The presence of CYP2D in pig livers has been studied using different strains of pig, different CYP2D test substrates and monoclonal and polyclonal antibodies. The results of the studies lacked consistency, therefore the aim of this study was to identify the reasons for these inconsistencies. Liver microsomes isolated from conventional pigs and minipigs were tested in Western blotting using both monoclonal and polyclonal antibodies against human CYP2D6. The microsomes were also incubated with three different CYP2D tes t substrates.'The immunoblotting only gave a positive response when hybridised with polyclonal antibody.
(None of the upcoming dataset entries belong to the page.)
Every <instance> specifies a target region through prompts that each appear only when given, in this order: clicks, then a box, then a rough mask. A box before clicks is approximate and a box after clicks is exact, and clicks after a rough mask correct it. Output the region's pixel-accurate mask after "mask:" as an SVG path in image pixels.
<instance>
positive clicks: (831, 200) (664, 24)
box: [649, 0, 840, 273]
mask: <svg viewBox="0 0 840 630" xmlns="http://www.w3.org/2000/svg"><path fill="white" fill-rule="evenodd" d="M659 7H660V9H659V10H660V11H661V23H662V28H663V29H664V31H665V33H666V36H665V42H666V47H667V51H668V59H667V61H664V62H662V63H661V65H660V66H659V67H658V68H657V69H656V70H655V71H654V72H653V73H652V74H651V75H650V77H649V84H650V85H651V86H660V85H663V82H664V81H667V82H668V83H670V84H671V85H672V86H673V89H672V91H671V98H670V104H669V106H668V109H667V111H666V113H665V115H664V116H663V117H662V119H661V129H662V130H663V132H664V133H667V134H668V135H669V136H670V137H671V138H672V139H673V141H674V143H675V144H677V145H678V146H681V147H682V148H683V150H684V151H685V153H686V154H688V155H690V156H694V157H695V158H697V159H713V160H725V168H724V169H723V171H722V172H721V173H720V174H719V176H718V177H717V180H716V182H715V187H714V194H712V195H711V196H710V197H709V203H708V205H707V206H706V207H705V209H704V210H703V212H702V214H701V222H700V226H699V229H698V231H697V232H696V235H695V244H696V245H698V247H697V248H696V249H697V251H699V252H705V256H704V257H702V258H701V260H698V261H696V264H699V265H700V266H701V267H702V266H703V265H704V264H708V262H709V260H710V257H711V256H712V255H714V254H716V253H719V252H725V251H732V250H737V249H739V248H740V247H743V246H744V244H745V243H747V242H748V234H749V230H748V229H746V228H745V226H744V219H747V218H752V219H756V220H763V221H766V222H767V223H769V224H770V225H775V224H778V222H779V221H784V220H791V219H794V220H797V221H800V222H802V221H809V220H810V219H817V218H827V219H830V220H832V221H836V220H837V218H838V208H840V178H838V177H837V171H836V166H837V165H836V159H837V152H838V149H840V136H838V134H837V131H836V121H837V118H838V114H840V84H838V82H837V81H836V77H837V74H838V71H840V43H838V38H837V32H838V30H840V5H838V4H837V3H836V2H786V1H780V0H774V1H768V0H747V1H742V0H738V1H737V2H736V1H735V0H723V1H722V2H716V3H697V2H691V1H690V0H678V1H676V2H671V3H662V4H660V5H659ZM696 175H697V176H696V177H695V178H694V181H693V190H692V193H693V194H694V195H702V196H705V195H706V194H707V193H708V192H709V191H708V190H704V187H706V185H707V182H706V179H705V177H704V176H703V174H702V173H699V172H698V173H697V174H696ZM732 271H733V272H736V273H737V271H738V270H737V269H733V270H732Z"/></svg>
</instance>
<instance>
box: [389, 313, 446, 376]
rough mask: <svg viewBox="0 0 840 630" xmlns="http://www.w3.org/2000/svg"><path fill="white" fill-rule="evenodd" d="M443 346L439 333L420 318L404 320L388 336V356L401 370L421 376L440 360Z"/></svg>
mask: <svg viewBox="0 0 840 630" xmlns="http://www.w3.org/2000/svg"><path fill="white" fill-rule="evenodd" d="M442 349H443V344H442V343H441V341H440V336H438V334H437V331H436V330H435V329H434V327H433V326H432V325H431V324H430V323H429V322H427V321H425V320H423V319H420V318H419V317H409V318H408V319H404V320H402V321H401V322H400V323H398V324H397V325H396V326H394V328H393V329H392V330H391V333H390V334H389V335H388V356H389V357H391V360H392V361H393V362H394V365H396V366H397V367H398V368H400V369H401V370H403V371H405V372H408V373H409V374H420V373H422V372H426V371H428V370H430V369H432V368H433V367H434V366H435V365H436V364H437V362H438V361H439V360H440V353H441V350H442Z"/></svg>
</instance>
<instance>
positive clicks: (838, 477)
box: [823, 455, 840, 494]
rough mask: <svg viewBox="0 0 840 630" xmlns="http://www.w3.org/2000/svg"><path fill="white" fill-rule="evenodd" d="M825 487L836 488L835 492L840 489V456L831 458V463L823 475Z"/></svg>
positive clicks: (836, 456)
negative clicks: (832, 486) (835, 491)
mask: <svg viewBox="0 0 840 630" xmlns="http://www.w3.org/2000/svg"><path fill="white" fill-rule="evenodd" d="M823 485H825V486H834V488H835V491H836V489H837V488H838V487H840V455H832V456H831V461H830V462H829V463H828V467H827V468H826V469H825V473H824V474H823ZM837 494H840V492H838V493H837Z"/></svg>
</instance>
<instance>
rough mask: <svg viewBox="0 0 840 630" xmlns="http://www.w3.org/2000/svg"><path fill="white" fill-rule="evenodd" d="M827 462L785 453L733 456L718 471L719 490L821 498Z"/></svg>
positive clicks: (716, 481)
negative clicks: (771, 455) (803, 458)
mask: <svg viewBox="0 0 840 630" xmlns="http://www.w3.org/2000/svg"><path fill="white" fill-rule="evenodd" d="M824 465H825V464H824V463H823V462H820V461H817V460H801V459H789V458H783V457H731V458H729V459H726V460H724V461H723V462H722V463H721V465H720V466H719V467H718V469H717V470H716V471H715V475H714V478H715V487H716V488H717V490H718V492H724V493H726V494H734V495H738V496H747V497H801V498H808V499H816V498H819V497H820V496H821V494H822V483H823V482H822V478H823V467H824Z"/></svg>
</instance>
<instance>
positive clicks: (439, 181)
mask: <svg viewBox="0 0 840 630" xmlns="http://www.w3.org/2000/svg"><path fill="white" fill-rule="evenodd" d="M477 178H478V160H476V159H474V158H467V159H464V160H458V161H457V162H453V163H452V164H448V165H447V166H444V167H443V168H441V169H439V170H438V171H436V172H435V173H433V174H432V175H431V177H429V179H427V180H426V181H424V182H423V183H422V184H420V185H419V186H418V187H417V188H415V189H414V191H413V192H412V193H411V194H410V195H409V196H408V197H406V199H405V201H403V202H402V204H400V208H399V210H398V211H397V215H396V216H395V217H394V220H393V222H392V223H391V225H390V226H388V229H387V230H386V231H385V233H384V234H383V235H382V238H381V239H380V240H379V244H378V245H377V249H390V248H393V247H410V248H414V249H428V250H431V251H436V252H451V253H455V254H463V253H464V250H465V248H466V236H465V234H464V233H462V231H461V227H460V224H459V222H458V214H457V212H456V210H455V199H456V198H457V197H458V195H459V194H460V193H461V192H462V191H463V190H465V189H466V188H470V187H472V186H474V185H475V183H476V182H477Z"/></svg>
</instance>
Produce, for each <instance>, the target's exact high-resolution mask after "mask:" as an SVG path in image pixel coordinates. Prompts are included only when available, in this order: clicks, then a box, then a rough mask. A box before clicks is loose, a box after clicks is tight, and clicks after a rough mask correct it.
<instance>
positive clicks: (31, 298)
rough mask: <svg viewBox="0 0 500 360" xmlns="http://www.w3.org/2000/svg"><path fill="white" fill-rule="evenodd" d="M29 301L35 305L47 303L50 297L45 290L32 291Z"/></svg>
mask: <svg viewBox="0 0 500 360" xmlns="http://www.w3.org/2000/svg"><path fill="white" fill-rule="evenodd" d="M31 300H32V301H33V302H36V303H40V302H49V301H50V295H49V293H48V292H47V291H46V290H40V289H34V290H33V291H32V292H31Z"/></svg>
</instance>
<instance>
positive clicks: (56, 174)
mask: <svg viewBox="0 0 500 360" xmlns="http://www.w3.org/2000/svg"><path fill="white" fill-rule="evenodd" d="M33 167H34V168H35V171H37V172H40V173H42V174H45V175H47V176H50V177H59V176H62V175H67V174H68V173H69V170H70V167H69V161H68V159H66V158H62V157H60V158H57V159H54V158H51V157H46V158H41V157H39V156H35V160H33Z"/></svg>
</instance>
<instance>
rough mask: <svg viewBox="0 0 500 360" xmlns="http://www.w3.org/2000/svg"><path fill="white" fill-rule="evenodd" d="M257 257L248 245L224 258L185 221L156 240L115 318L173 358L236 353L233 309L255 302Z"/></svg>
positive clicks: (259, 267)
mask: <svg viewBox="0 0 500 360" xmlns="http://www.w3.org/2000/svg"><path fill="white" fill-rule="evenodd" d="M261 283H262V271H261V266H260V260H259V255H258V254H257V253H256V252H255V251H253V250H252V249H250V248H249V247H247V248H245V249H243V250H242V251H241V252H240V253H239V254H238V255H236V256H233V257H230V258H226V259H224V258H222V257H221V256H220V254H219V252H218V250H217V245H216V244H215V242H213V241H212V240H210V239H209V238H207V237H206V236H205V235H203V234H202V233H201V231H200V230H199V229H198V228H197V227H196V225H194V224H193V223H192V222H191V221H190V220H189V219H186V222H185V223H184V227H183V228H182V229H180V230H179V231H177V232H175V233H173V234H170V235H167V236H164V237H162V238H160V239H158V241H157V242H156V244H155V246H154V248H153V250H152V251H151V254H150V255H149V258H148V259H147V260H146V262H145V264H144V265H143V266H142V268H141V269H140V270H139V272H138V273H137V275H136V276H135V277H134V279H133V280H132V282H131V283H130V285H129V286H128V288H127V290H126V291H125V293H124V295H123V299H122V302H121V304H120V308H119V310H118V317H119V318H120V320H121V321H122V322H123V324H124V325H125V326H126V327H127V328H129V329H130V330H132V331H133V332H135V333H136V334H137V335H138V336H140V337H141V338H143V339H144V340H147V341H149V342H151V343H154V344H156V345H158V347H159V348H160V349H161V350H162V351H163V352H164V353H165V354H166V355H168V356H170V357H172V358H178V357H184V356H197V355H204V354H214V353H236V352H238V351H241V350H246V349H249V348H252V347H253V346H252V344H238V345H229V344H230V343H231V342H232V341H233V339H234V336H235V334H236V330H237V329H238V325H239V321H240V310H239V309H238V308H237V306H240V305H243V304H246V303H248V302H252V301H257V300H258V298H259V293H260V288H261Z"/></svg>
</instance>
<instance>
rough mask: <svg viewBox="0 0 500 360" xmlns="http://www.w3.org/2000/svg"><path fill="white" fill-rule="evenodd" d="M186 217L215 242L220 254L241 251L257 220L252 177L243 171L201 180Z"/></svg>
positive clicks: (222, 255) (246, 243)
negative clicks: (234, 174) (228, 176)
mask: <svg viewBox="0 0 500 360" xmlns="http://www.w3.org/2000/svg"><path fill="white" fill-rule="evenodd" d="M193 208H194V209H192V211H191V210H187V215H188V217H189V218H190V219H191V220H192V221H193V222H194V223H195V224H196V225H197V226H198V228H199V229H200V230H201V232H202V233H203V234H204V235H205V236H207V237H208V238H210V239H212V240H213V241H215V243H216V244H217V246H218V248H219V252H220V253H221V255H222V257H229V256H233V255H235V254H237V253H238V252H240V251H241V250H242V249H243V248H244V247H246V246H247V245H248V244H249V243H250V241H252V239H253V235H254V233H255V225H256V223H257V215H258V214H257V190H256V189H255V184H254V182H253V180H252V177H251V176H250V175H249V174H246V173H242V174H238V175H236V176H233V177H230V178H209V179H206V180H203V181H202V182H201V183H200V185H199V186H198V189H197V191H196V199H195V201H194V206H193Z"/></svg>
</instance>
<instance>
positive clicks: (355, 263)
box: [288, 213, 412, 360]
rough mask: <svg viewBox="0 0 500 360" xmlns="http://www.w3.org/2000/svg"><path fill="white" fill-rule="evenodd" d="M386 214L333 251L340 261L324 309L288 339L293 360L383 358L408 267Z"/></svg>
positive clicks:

The pig microsomes did not metabolise debrisoquine, but metabolised two other test substrates, dextromethorphan and bufuralol. No correlation was found between the two enzyme assays and CYP2D apoprotein level. On the other hand positive correlations were found between dextromethorphan and bufuralol metabolism and the CYP2B immunochemical protein level, indicating that the CYP2B isoenzyme may be involved in the metabolism of these substrates. Further, assays using immunoinhibition and chemical inhibition of these reactions were performed. No response was obtained in the immunoinhibition assay. When using chemical inhibition, however, an average inhibition percentage of 83 were obtained with orphenadrine, a human CYP2B inhibitor. Average Ki values of 26.9 microM and 43.6 microM for orphenadrine indicate that it was a potent inhibitor. A rat and a mouse CYP2B inhibitor, resveratrol and pilocarpine, inhibited the reaction with an average of 40 and 70 percentage respectively. Orphenadrine did not inhibit CYPIA, CYP2A, CYP2E and CYP3A activities up to more than maximum 12 percentage, showing that it was almost selective for dextromethorphan metabolism. These results indicate that dextromethorphan and bufuralol metabolism may be catalysed by CYP2B and not CYP2D.